The Next Penelope follows Penelope on her quest through a futuristic story based around Greek mythology. While I didn’t particularly care for the story itself, I thoroughly enjoyed the gameplay here. For the majority of the game, you’ll be controlling your ship in an overhead style that is reminiscent of classic retro racers such as Micro Machines. Your acceleration is automatic, so you’ll focus on turning your ship as you race through each course. Having you just focus on controlling the ship actually makes for some incredibly intense moments. If you haven’t played some older overhead racers, it’s possible you may struggle with the controls.
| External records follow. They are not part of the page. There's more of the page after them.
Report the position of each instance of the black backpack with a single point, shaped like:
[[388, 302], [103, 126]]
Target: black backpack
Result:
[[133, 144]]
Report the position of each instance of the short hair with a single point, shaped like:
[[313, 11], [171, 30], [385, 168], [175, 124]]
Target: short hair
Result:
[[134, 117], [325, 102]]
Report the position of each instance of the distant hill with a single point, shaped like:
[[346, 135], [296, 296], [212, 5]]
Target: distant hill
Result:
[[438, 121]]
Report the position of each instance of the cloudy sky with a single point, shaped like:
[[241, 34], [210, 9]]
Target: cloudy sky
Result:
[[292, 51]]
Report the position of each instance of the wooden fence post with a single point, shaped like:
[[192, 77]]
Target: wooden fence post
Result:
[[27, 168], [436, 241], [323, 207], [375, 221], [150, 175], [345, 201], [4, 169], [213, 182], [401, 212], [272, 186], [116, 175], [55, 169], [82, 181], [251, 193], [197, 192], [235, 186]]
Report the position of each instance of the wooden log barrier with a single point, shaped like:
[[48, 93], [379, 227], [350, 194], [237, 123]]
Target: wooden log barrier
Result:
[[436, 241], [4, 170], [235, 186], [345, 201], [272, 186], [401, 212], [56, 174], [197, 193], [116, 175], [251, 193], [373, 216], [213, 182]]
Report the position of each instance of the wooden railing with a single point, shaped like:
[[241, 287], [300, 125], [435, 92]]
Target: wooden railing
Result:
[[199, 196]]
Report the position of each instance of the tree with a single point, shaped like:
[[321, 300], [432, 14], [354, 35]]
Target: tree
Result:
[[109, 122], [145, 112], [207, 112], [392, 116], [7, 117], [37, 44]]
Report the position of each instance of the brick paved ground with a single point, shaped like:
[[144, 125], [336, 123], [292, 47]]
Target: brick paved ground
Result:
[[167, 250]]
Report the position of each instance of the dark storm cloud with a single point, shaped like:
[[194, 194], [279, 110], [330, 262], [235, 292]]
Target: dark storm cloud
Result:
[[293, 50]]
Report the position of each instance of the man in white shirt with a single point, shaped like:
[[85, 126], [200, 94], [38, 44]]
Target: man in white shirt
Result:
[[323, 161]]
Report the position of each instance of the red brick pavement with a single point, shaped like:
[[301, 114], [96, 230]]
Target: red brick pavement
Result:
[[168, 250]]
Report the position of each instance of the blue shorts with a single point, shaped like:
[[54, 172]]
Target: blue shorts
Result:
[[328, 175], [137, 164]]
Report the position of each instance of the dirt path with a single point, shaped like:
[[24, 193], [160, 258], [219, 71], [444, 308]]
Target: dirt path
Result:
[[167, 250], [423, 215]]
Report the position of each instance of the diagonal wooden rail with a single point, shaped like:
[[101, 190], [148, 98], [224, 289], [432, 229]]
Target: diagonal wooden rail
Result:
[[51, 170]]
Hell, even if you have played overhead racers before you may still struggle with the controls.

The gameplay isn’t always as simple as finishing in 1st place, because there are a variety of ways that the developer mixes it up. There are six areas in the game, each containing 3 levels. Each area follows a similar structure; level one introduces you to a new weapon and how to use it, level two puts you in a race against bandits, while level three concludes with a boss fight. Beat the boss of that area and you can take that area’s weapon into other areas.


Every weapon serves a purpose and must be utilized properly to beat the game. Each one adds something new to the game whether it be a simple boost that lets you blast through rocks, or a teleport move that lets you skip entire sections of a track. You have to be careful as you will exert energy when you use these weapons, and if your energy is fully depleted, then you will be forced to retire; you can regain energy F-Zero style by driving over certain zones. Regardless, I do like the addition of weapons to the overhead racer, in fact, it reminds me of an old DOS game I used to play called Death Rally. Beat all six bosses and then you can fight the final boss, which happens to turn the game into a horizontal shoot ‘em up. Overall, the variety keeps the game feeling fresh.

Not Without its Flaws

Unfortunately, there are a few things about the game which I think could be different, or improved upon. First is that there are too few races here for my liking. Maybe I shouldn’t have expected so few races, but that’s what I thought this game was supposed to be. The second thing is the game’s XP and level up system. You gain so little XP after completing objectives that you are forced to replay levels to get enough XP to level up your ship’s attributes. Outside of the shield for your ship’s energy, the stat upgrades don’t seem to be useful. A 10% increase in your ship‘s max speed? I sure couldn’t tell. This system seems tacked on to me and really emphasizes that you will need to improve your skill to beat the game. Lastly, there were multiple instances where I was killed by absolutely nothing. One particular incident occurred at the end of an incredibly difficult and intense level, which pissed me off and almost caused me to quit playing the game. Luckily, some research showed me that there were some great shortcuts that pretty much eliminated the entire track. Fix some of these issues and I think a sequel could be a much more satisfying experience.



Outstanding Presentation Deserves Two Thumbs Up

The Next Penelope has an outstanding futuristic presentation. First, the game is absolutely gorgeous. That goes for the in-game graphics, to the cool world map, and ends with the cutscene art. Speaking of story, while I didn’t think it was stellar, the developer did a good job of presenting it to the player without standing in the way of the gameplay. Lastly, is the game’s soundtrack. I read the bandcamp page for the soundtrack, and the developer said this was his first time composing music for a game. I never would have been able to tell. I love the upbeat, futuristic, electronic music, especially during some of the more tense moments.

Conclusion

The Next Penelope proves that Construct 2 can be a viable option for game development. The game is over a bit too quickly for my liking, but if you’re life needs a futuristic, overhead racer with combat and RPG elements, then The Next Penelope might be worth a look.